Unsupervised learning has been widely applied to various tasks in particle physics. However, existing models lack precise control over their learned representations, limiting physical interpretability and hindering their use for accurate measurements. We propose the Histogram AutoEncoder (HistoAE), an unsupervised representation learning network featuring a custom histogram-based loss that enforces a physically structured latent space. Applied to silicon microstrip detectors, HistoAE learns an interpretable two-dimensional latent space corresponding to the particle's charge and impact position. After simple post-processing, it achieves a charge resolution of $0.25\,e$ and a position resolution of $3\,μ\mathrm{m}$ on beam-test data, comparable to the conventional approach. These results demonstrate that unsupervised deep learning models can enable physically meaningful and quantitatively precise measurements. Moreover, the generative capacity of HistoAE enables straightforward extensions to fast detector simulations.

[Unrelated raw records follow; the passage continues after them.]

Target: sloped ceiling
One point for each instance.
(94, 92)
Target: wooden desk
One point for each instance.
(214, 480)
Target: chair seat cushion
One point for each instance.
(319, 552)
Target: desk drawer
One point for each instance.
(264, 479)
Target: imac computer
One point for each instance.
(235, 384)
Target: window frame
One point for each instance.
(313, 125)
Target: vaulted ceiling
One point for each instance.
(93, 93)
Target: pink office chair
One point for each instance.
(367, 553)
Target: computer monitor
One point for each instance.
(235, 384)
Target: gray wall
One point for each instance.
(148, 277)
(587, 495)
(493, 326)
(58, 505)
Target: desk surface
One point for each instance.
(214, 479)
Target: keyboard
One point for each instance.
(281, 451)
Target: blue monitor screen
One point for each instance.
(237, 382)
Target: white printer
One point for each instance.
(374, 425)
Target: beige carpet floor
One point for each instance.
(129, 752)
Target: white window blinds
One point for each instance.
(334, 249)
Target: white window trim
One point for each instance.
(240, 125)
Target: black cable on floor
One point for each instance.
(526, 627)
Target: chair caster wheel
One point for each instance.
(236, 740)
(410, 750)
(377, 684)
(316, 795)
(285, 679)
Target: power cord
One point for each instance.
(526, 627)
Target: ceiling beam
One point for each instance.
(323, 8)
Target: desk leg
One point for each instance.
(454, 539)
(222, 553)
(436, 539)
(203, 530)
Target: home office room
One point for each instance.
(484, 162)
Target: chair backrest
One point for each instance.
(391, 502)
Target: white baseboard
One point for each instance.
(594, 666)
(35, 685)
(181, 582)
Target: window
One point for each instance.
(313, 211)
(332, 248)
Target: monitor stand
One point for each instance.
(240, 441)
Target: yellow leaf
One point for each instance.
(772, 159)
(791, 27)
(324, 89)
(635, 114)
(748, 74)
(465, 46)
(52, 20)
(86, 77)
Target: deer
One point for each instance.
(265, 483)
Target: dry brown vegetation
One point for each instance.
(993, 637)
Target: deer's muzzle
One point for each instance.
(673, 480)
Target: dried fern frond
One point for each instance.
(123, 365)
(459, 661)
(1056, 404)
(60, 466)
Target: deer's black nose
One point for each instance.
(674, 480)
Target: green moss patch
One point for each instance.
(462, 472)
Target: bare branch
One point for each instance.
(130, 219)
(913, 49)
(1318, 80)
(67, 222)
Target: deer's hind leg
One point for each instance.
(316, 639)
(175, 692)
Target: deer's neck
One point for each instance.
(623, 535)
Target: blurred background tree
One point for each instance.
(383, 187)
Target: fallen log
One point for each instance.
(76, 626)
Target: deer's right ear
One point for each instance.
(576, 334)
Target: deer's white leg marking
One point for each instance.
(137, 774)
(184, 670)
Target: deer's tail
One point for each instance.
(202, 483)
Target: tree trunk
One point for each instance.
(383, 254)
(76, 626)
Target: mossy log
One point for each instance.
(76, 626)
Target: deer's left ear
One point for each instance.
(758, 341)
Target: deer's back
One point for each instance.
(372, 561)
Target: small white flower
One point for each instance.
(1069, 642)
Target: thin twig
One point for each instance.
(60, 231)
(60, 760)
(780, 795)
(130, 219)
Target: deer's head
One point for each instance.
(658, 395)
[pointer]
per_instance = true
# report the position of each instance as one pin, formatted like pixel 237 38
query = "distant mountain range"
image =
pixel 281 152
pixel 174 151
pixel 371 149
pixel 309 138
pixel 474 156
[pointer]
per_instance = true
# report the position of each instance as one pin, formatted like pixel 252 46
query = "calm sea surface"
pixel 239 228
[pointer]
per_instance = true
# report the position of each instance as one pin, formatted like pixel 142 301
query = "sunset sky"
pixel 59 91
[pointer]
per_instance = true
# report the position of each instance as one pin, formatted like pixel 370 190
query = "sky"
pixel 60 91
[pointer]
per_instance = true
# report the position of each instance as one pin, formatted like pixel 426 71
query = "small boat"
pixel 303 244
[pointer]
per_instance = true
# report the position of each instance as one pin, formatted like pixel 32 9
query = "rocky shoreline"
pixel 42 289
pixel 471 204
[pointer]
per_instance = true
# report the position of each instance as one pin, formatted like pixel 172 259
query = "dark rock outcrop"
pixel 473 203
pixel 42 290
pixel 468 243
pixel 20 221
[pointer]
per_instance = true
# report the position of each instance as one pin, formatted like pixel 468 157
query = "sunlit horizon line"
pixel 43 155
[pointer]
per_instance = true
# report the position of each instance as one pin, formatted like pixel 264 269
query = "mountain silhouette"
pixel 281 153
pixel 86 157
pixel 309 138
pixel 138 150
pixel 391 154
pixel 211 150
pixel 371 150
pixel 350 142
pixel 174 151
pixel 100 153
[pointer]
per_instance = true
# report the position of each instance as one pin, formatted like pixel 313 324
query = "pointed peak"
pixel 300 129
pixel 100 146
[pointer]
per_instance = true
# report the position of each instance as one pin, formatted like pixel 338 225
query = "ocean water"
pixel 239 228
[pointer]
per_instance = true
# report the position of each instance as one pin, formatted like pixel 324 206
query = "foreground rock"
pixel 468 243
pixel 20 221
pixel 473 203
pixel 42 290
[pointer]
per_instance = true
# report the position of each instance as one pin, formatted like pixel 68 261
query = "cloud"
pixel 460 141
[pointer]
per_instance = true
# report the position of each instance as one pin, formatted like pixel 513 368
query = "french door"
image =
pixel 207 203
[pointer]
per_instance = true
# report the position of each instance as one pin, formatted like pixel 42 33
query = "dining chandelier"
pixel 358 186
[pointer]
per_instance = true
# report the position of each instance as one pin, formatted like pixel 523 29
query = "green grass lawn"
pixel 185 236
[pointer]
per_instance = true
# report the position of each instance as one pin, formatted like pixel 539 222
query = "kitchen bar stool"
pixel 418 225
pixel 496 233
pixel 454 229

翻译：无监督学习已被广泛应用于粒子物理的各类任务中。然而，现有模型对其学习到的表示缺乏精确控制，限制了物理可解释性，并阻碍了其在高精度测量中的应用。我们提出直方图自编码器（HistoAE），一种无监督表示学习网络，其核心为基于直方图的自定义损失函数，可强制形成具有物理结构的潜在空间。应用于硅微条探测器时，HistoAE学习到对应于粒子电荷和撞击位置的可解释二维潜在空间。经简单后处理，该模型在束流测试数据上实现了$0.25\,e$的电荷分辨率和$3\,μ\mathrm{m}$的位置分辨率，与常规方法性能相当。这些结果表明，无监督深度学习模型能够实现具有物理意义且定量精确的测量。此外，HistoAE的生成能力使其可便捷地扩展至快速探测器模拟。